The Community Foundation’s Heart of Nashville series revisits stories of donors and active community residents who have stepped up to ensure that our region continues to be one of the very best places to call home.


Before writing, there was storytelling.

Everyone’s story contains countless memories and pieces, some insignificant, some full of meaning, and some we’d much sooner forget. But we have the power to rewrite our stories. Every day can be a fresh start, a new year full of beginnings.

In 2007, Casey LeVasseur lost her 13-year-old brother, Alex, in an ATV accident. To permanently memorialize Alex, their parents, Stephanie LeVasseur and Jeffrey Steele, established The Alex LeVasseur Fund at The Community Foundation.

Over the past 12 years, the LeVasseur family has been hard at work brainstorming, fundraising, and creating programs that uphold the Fund’s mission: supporting overlooked and at-risk youth in Tennessee and beyond.

“We didn’t just want to go around and raise money and throw his name up on a building if it didn’t mean something to our family and if it didn’t mean something to what he would have been involved in or would have enjoyed,” Casey LeVasseur says.

Alex enjoyed skateboarding more than anything. So that was his family‘s first focus. They created a skateboarding scholarship program, partnered with The Tony Hawk Foundation, and constructed the Alex LeVasseur Memorial Skatepark at the Brentwood YMCA, which opened in October 2010.

In 2013, the LeVasseurs opened the Alex LeVasseur Multi-Media room at the YMCA in North Nashville. Builders designed the space to give underserved youth access to video and music equipment and also pay homage to Alex’s love of making homemade skate videos.

Shortly afterward, the Brentwood YMCA contacted the family about plans to open a media room of their own to coincide with their Y-CAP (Youth and Community Action Program) initiative — an outreach program that serves at-risk teens in grades 8-12.

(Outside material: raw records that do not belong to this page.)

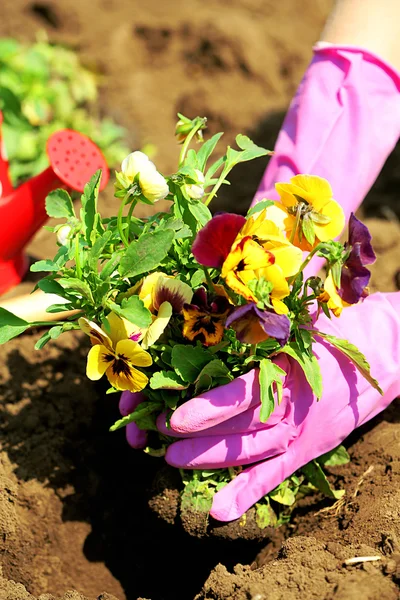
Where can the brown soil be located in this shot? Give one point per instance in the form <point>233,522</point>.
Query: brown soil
<point>74,508</point>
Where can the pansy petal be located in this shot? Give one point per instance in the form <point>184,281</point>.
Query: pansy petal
<point>98,361</point>
<point>214,240</point>
<point>359,234</point>
<point>131,351</point>
<point>353,283</point>
<point>278,214</point>
<point>279,307</point>
<point>121,329</point>
<point>285,191</point>
<point>335,302</point>
<point>240,288</point>
<point>288,258</point>
<point>331,230</point>
<point>174,291</point>
<point>148,285</point>
<point>275,275</point>
<point>203,326</point>
<point>95,333</point>
<point>158,326</point>
<point>123,376</point>
<point>315,190</point>
<point>276,326</point>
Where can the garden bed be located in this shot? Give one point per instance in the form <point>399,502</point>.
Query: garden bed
<point>74,499</point>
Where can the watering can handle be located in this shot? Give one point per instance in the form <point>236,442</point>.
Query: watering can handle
<point>32,307</point>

“Steve Saxton, who runs the Brentwood YMCA, shared about Y-CAP with us,” Casey recalls. “And we just thought, ‘That’s it.’ I mean: You have youth that are in the juvenile system, they’re in group homes … they’re at that cusp where if there’s no intervention, there’s no mentorship, if there’s nothing happening — then their story is written already. And we thought what a great opportunity to partner with them and do something.”

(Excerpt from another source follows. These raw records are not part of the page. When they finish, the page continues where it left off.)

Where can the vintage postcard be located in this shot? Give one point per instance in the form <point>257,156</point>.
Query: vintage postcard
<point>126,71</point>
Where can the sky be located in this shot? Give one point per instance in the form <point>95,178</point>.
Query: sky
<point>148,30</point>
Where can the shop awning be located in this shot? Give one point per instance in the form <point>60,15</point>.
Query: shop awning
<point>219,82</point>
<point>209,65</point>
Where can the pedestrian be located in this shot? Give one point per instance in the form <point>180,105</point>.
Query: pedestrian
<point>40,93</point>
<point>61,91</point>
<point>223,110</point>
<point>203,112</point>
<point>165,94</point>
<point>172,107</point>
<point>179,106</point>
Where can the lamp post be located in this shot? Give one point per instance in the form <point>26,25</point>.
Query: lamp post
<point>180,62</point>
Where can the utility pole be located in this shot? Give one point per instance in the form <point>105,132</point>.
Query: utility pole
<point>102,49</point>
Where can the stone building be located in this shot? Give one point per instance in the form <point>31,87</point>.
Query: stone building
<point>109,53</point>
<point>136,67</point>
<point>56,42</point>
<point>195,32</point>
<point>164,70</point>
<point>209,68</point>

About this time, Casey began working with The Beat of Life — a therapeutic songwriting program provided to human and social service organizations, founded by Nashville musician and songwriter Jeni Dominelli.

“We basically exist to create songwriting and music programs for vulnerable populations,” Dominelli explains. “People who are on the outskirts of society, people battling anything mentally, physically, emotionally, etc. who can use music — in particularly songwriting — as a healing mechanism and a way to reframe and think differently about their stories.”

For the LeVasseur family, that’s when everything seemed to click.

“I just kept thinking, gosh, it would be so cool to take this program and bring it to Y-CAP and into Alex’s room here,” Casey says, “and see how we can impact these students and this youth and, you know, kind of break the cycle.”

After some fundraising and a miraculous anonymous grant, she had $10,000 of seed money to create programming for one school year with The Beat of Life for Brentwood’s YMCA Y-CAP initiative.

Being a teenager is so difficult. Emotions ebb like the ocean tide, with pressures from peers and parents and the constant feeling you’re navigating these treacherous waters alone. The Beat of Life wants its participants to know they are not alone. There are people who not only care deeply about their stories, they want to provide a vehicle to share them, heal from them, and grow from them.

The Beat of Life now visits Y-CAP twice a month. That isn’t enough, LeVasseur and Dominelli insist. Their vision is to be able to find funding to run the program on a weekly basis.

Because time is such a huge part of the healing process. And because every songwriting session is a chance to be the big breakthrough to helping save some young person’s life.